What does it mean to be a female entrepreneur?
To be an entrepreneur is to see an opportunity and to seize it. Many confuse the title of business owner with entrepreneur. I believe that you can be an entrepreneur even if you are an employee in a company and see an opportunity and are creative and resourceful enough to create ways to turn it into a profitable or useful service or product. By being a female entrepreneur, I have additional motivation to motivate and support other females through my work.
What was the most valuable lesson you learned throughout your journey?
Achievements are built incrementally. Often people want to achieve success and wealth quickly and forget that it is important to go through the initial phases in order to acquire the necessary knowledge to succeed when the right opportunity presents itself. I learned that employees are willing to give their hearts and souls to make a project succeed if they believe in the project, the organization, and its leadership.
Why did you choose this business in particular?
I have tried working for private business, for semi-governmental organizations, as a business owner and for NGOs. The last two are where I found myself. As a business owner, each challenge overcome is a success. The need to survive in the competitive market provides daily motivation. The rush one gets when landing a new deal, and the pride success generates are unparalleled.
The mission of NGOs provides daily inspiration and motivation to give and to grow, in order to serve more people. Our work at AMIDEAST creates opportunities through education and training.
Do you think you have managed to leave a mark?
I hope that I have managed to leave a mark in the lives of my employees by providing guidance and support and continuous learning opportunities, and in the lives of the beneficiaries of projects I managed by giving them skills that will enable them to improve their lives.
What are some of the main challenges you face as a female entrepreneur?
As a female in the workforce in general, and not just as an entrepreneur, working while having young kids is always challenging. The absence of daycare facilities that can offer a safe and nurturing environment for kids at an affordable price means women have to rely on housekeepers to take care of their children while they are at work. Not all women have a mother or a mother-in-law who is able or willing to take care of the children in the afternoon or when the kids are very young, and most cannot afford housekeepers. This was my biggest challenge, and continues to be the challenge faced by every female I know, often forcing many to choose between motherhood and being economically active.
The second challenge that is relevant particularly to females, is the inability of women to build networks outside work hours because of social issues. Men meet with clients or potential work partners over argeeleh in the evenings, and many deals are sealed in cafes. For cultural reasons, and for reasons related to household responsibilities, women are not able to build such informal networks with male business associates.
There were only a few occasions where I felt that being a woman was a disadvantage. In general, hard work and commitment to deliver high value products of excellent quality is sufficient to earn respect from stakeholders.
What advice would you give other female entrepreneurs?
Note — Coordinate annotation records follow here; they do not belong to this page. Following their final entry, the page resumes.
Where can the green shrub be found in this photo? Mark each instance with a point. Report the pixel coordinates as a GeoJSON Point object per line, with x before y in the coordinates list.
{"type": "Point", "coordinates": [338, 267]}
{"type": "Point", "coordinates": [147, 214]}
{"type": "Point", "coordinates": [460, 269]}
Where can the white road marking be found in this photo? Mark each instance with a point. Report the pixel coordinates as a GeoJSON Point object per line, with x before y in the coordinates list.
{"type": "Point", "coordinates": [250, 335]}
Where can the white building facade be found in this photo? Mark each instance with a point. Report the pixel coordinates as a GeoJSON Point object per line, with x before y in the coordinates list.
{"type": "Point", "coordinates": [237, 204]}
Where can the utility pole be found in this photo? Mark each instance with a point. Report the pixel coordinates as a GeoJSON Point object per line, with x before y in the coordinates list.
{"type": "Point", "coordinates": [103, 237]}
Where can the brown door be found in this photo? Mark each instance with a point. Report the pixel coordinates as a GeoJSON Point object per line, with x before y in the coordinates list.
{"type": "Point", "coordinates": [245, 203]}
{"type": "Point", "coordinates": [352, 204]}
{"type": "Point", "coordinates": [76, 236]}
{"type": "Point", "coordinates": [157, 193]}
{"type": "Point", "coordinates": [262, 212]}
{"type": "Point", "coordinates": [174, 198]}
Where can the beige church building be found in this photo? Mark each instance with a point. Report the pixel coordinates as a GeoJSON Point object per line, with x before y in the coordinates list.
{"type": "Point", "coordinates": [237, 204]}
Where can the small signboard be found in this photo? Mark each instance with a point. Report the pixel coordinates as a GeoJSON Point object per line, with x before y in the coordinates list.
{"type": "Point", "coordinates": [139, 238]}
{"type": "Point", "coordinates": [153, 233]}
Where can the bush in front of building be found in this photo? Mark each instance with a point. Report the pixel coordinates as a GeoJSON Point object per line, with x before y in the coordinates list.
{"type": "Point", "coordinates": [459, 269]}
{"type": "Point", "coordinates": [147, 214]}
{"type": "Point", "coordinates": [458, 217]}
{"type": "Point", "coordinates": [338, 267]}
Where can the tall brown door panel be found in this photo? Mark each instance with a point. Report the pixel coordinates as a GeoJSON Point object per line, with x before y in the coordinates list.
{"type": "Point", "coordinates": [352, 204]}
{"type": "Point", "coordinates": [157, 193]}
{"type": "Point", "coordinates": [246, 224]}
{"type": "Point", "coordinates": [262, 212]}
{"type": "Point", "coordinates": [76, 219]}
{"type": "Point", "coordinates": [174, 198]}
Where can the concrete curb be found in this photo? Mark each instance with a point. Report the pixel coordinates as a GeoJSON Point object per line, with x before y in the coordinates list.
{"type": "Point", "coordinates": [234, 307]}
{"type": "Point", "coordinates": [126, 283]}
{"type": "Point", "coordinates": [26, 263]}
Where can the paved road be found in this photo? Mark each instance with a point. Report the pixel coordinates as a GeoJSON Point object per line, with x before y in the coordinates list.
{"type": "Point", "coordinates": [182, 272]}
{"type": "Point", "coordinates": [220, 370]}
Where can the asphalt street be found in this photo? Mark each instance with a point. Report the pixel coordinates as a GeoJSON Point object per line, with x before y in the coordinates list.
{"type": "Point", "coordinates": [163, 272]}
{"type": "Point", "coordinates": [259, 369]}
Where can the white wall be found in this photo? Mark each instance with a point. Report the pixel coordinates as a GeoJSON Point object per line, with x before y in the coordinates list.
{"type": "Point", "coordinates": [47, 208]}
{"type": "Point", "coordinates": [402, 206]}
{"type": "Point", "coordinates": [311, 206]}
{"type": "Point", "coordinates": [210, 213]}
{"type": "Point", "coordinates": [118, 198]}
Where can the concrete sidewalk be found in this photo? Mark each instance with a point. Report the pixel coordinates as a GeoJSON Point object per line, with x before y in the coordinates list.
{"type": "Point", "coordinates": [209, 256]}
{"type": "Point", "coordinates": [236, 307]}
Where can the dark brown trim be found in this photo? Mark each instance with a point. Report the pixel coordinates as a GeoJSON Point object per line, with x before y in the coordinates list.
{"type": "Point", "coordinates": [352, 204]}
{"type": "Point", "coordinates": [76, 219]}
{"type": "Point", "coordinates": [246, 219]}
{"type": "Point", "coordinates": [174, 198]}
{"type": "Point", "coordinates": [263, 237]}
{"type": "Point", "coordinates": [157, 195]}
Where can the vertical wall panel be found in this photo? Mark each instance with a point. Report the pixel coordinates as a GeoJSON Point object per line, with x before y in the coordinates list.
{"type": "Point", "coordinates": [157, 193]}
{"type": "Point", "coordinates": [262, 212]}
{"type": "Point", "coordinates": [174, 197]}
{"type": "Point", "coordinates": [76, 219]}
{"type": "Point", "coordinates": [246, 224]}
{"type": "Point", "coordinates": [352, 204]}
I would say, do not be afraid to pursue your dreams, but do not jump into debt or large investments without due diligence. Take the necessary time to learn about the industry, study the market, and find out who the competition is and what it does. Entrepreneurship requires a great deal of investment in money, time and effort. Invest these wisely.
Who inspires you?
People who are creative, those who seem fearless, and those who project wisdom and inner peace.
What are your future plans?
I started a campaign to push for more women to serve on corporate, educational and governmental boards of directors. My goal is to have at least one third of every board be comprised of women. I started another effort years ago to help women acquire their inheritance rights, and hope to see more justice given to women in our area regarding this issue. I am also working on a book and hope to see it published in a few years.